While monitoring the activities of employees on social media may be allowed, it does not automatically follow that an employer may terminate an employee for such activities. Termination may only be possible if the misconduct is regulated under the employment contract or company regulation. For instance, if there is a clause obliging the employee to maintain the good reputation of the company, violation of this may constitute misconduct and may subject the employee to disciplinary action, possibly up to termination.

What are the limits of using artificial intelligence in employment?

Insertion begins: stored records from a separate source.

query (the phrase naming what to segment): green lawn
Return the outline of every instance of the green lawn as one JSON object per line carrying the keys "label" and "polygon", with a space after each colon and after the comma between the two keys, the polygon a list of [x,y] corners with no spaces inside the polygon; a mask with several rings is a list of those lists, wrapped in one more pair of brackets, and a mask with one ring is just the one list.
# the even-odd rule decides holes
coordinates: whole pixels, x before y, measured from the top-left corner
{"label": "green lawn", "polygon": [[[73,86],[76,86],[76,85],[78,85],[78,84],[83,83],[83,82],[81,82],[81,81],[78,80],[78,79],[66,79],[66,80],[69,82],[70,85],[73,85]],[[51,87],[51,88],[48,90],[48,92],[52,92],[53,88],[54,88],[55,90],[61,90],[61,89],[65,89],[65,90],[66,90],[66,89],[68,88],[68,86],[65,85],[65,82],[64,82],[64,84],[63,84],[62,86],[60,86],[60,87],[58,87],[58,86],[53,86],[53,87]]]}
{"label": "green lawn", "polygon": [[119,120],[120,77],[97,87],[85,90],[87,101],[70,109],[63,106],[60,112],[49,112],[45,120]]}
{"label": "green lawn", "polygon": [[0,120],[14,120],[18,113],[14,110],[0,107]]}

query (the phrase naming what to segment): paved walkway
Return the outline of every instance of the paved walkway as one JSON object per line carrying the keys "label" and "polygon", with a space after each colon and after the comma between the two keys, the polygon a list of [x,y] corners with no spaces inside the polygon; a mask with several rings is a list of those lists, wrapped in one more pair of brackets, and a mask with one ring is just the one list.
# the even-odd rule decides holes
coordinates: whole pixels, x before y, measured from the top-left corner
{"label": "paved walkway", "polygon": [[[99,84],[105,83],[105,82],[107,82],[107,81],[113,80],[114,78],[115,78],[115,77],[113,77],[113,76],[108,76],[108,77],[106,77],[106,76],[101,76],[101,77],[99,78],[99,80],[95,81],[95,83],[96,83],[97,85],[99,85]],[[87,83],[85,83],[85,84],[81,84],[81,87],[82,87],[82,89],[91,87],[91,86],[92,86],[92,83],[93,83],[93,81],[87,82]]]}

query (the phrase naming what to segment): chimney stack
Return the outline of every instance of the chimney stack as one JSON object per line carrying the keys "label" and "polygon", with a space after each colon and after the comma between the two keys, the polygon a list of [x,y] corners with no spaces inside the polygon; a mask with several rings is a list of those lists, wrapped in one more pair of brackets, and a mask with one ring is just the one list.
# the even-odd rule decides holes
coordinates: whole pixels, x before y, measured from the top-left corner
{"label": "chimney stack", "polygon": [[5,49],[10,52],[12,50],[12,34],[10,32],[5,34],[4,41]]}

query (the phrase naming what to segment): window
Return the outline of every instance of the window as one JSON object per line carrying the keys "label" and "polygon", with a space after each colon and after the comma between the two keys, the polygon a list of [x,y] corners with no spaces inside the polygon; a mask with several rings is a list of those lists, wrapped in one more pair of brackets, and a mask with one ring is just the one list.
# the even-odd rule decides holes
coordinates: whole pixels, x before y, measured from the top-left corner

According to the Electronic Information and Transactions Law (“EIT Law”), artificial intelligence is considered as an electronic agent. The EIT Law sets out that employers may conduct electronic transactions using electronic agents where the legal responsibility for any conduct of the transaction lies with its providers. Furthermore, the implementing regulations of the EIT Law stipulate that the electronic agent provider in an electronic transaction must provide features for the purpose of protecting users’ rights and enabling the users to make changes to their information during the transaction process. However, the law is silent on limitations on the use of artificial intelligence in employment. Therefore, with the lack of regulation, there are as of this report no limitations on the use of artificial intelligence in employment.

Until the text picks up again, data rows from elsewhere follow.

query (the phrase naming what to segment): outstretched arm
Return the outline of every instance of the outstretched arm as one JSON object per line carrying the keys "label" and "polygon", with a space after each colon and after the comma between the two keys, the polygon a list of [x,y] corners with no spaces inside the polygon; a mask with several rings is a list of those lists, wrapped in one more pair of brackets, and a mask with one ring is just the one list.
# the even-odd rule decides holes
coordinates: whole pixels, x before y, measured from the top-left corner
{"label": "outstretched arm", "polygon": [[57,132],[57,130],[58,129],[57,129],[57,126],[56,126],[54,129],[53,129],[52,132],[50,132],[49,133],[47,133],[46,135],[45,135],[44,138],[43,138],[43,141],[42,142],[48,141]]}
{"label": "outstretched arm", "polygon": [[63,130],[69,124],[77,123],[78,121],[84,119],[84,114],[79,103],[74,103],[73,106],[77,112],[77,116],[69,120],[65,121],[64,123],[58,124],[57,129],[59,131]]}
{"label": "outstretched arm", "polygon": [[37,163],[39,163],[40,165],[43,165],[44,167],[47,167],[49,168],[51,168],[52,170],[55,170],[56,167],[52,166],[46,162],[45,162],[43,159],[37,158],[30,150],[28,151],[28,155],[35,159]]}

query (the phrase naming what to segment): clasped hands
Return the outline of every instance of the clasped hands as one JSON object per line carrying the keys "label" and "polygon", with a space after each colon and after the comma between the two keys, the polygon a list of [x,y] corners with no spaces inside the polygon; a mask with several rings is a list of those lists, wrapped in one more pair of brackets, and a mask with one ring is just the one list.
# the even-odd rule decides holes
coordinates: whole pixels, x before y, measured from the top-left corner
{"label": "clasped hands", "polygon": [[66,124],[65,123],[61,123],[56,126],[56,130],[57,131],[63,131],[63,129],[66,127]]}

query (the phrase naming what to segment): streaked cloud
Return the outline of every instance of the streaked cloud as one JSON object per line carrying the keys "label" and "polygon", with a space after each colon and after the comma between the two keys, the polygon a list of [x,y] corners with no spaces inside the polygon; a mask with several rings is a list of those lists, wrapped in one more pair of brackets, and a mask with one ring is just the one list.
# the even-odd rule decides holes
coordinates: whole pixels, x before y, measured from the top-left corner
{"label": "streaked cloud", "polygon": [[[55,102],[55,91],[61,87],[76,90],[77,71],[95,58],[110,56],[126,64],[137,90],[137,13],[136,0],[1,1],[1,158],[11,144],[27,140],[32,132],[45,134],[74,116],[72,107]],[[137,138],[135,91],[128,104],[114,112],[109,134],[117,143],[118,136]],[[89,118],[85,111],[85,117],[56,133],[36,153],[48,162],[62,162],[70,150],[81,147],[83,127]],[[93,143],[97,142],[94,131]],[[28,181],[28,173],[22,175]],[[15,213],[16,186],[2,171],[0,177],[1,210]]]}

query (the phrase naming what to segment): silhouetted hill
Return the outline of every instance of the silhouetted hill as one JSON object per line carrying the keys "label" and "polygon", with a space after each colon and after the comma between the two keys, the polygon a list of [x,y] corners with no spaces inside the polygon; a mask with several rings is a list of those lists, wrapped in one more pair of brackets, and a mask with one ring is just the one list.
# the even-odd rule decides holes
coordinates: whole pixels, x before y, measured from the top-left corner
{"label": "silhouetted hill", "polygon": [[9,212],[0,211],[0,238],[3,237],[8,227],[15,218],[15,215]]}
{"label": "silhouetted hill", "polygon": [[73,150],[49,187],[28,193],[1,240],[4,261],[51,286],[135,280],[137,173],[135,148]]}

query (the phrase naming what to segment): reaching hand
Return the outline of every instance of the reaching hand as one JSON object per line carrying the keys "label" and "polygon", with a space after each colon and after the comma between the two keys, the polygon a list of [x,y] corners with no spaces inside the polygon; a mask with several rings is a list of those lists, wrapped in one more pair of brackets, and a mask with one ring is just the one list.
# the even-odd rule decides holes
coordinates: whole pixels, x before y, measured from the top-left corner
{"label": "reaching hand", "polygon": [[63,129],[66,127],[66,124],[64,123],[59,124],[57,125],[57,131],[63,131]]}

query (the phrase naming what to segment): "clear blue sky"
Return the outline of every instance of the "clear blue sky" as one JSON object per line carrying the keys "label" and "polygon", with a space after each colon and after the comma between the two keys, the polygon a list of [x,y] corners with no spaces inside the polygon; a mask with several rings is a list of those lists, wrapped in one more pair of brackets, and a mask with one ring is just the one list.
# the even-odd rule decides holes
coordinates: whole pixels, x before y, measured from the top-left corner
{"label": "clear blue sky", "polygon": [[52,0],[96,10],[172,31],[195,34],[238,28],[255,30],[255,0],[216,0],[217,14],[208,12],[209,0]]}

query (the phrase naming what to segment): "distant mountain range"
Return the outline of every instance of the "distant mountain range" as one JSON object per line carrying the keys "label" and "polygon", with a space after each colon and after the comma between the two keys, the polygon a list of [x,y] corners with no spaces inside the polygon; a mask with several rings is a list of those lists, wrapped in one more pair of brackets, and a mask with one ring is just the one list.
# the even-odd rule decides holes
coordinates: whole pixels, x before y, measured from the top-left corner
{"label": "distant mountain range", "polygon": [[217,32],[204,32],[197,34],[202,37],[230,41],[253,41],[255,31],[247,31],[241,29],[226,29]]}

What are the data protection issues in whistleblowing?

The whistleblowing system in Indonesia allows employee to report fraud, corruption, or other serious wrongdoings occurring in the workplace. Though some may view the practice as a good way to discover illegal misconduct within the workplace while simultaneously protecting the whistleblower, others question the data protection aspects of whistleblowing, especially considering that the PDP Bill puts an emphasis on protection and confidentiality as one of its core principles.

Whistleblowing is viewed as a system that inherently violates the constitutional right to have your personal data protected. This is because the personal data obtained from the whistleblower will be processed without first acquiring the consent of the personal data subject. This may include not only the whistleblower’s data, but also the personal data of witnesses, reported persons, and other persons whose data may be disclosed after having been unlawfully procured and processed during the whistleblowing process. Therefore, to ensure that no one’s constitutional rights are violated during the whistleblowing process, proper procedures must be put in place by employers to uphold the principles set out in the PDP Bill.

Summary

The recently passed PDP Bill is a major shift in the Indonesian legal framework. It is the first time Indonesia has had a single comprehensive law regarding personal data protection. Looking at the PDP Bill and all the discussion around it, one can conclude that almost every issue related to personal data protection boils down to the fundamental, yet sometimes neglected, idea of consent. Employers must bear in mind that any action they wish to take concerning the personal data of employees requires the prior valid and explicit consent of the employees for such action to be deemed lawful.